A lot of writers are probably smiling. I have yet to meet a novel writer fully prepared for the editorial process. I had worked with editors as a freelancer, as an acquisitions editor for an indie press, and content edited book but still was not prepared. The hiring process, sticker shock, and anxiety, when faced with the monumental task of going through a ton of tracked changes, all of it had me reeling. After edits, there is the extensive work that goes with getting the manuscript ready for publishing.
On top of all of that, I didn’t foresee the importance of building an author’s platform. Readers are more likely to buy a book from an author they know and like. Creating spaces to interact with them is important and most often done while writing, adding more work. But it is worth it.
Most new authors have fragile egos and are not ready for the most constructive of criticisms. So, when faced with negative reviews, many become upset in ways that may impede their creativity.
All authors get negative reviews. Reading is subjective. There will always be at least one reader who doesn’t like something about a book, and some will express it in reviews. A lot of new authors are simply not ready for people to express any level of dislike.
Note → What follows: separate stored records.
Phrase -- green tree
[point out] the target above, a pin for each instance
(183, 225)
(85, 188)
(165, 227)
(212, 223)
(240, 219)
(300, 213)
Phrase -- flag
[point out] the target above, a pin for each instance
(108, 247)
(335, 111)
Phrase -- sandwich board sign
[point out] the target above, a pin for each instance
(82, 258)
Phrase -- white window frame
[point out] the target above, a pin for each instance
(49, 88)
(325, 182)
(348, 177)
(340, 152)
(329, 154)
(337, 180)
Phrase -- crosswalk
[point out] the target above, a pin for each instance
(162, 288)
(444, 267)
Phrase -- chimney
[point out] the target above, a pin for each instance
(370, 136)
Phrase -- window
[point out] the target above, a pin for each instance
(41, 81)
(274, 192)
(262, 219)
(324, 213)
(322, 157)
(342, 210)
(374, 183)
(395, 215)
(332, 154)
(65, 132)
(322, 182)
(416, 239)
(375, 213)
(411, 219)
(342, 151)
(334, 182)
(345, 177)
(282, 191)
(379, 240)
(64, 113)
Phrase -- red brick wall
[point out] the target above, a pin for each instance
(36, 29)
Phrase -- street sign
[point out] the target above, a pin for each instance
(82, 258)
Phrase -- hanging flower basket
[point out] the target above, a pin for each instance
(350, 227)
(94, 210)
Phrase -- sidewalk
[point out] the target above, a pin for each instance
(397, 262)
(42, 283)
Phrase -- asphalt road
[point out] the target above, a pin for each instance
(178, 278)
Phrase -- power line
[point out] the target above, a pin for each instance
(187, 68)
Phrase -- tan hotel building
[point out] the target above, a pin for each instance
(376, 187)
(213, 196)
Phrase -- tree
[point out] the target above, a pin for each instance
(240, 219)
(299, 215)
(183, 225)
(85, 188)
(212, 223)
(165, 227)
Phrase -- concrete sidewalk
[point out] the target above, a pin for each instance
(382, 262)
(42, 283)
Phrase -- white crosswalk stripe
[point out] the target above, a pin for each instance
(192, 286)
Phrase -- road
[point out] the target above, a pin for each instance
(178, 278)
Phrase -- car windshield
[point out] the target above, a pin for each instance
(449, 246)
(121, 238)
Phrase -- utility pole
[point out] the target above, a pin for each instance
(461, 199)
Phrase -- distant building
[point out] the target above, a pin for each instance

If a writer is on their next work, reading reviews can damage motivation, making it harder to achieve writing goals. There is also the tendency for many new writers to internalize every critique, no matter how arbitrary, and start fiddling around with their style and may change their author’s voice—and not in a good way. I always try to be as gentle as possible in my reviews to avoid hindering anyone’s creativity. Now I understand fully the damage that may stem from a negative one.
I ended up trapped in self-doubt after reading negative reviews. I had taken the minor dislikes of readers according to their distinctive sensibilities and convinced myself that I was not a good writer. Although most of the reviews were positive, it did nothing against the few negative ones, and I needed to step away.
Some may say that reading reviews helps with developing one’s self as a writer. I wholeheartedly disagree. The most productive means of writer development involves working on the craft with other writers and editors. Reviews are valuable, but not as much for professional development. Authors should only read them when they’ve developed a skin thick enough to engage with readers without it hindering their processes.
All writers make mistakes. The best ones learn from and use them to become better.